The European Commission has recently put forth a new regulative proposal, emphasizing that packaging structures, to be deemed recyclable, must have accessible collection and processing systems on an industrial scale. The proposed EU Regulation on Packaging and Packaging Waste (PPWR) has set ambitious targets, aiming for all packaging to be recyclable by 2030. In this context, the focus on enhancing the recyclability of paper sacks has gained prominence.

In response to these regulatory developments, EUROSAC and CEPI Eurokraft have jointly released the ‘Paper Sacks – Design for Recyclability Guidelines’. These guidelines serve as a comprehensive resource for paper sack producers, converters, and fillers, offering valuable recommendations for optimizing the recyclability of paper sacks. Catherine Plitzko-Kerninon, the General Delegate of EUROSAC, highlighted the commitment of the industry to contribute to a bio-based, low-carbon, and circular economy, emphasizing the pivotal role of maximizing the recyclability of paper sacks in achieving this goal.

Despite paper sacks constituting a mere 1.5% of the total paper packaging stream in Europe, efforts to enhance their recyclability remain significant. As part of the mixed paper packaging recycling streams, these sacks primarily comprise paper (91.7%), glues (2%), inks (1.1%), and moisture barriers in the form of polyethylene film (5.2%), which are efficiently separated in most recycling facilities. The industry aims to optimize the recycling of each component of the paper sack, recognizing its inherent recyclability owing to its predominantly fibre-based nature. However, specific design and specification properties can significantly impact the recyclability of individual paper sacks.

The ‘Paper Sacks – Design for Recyclability Guidelines’ provide detailed recommendations for the various materials employed in industrial paper sacks. Encompassing different fibre types and potential additives used in sack kraft paper, the guidelines also shed light on the implications of diverse barriers necessary for product safety. Additionally, the document offers insights into the effects of inks, varnishes, adhesives, as well as supplementary constructive elements like carrying handles and plastic windows.

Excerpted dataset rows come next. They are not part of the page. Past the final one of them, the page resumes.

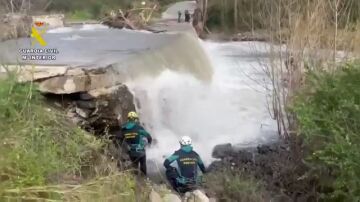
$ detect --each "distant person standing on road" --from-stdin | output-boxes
[185,10,190,22]
[178,11,182,23]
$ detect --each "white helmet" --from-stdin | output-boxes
[180,136,191,146]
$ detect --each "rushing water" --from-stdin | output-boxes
[128,42,277,174]
[0,25,276,171]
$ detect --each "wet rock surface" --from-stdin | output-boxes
[209,142,316,201]
[0,14,32,41]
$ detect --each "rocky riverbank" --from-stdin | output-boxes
[207,142,316,201]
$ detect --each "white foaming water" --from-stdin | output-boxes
[128,42,276,167]
[47,27,74,34]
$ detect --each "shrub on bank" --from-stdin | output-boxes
[293,61,360,201]
[0,78,145,201]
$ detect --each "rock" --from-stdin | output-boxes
[36,66,124,94]
[163,193,181,202]
[149,190,163,202]
[32,14,65,28]
[212,143,234,159]
[0,65,69,82]
[76,100,96,109]
[88,84,135,126]
[75,107,92,118]
[0,13,32,41]
[79,93,94,101]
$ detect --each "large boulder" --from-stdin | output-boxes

Plitzko-Kerninon emphasized that armed with this comprehensive information, all stakeholders in the paper sack industry can effectively contribute to maximizing the recyclability of the paper sacks they introduce to the market. This unified commitment from both regulatory bodies and industry players marks a significant step towards fostering a sustainable and environmentally conscious approach to packaging.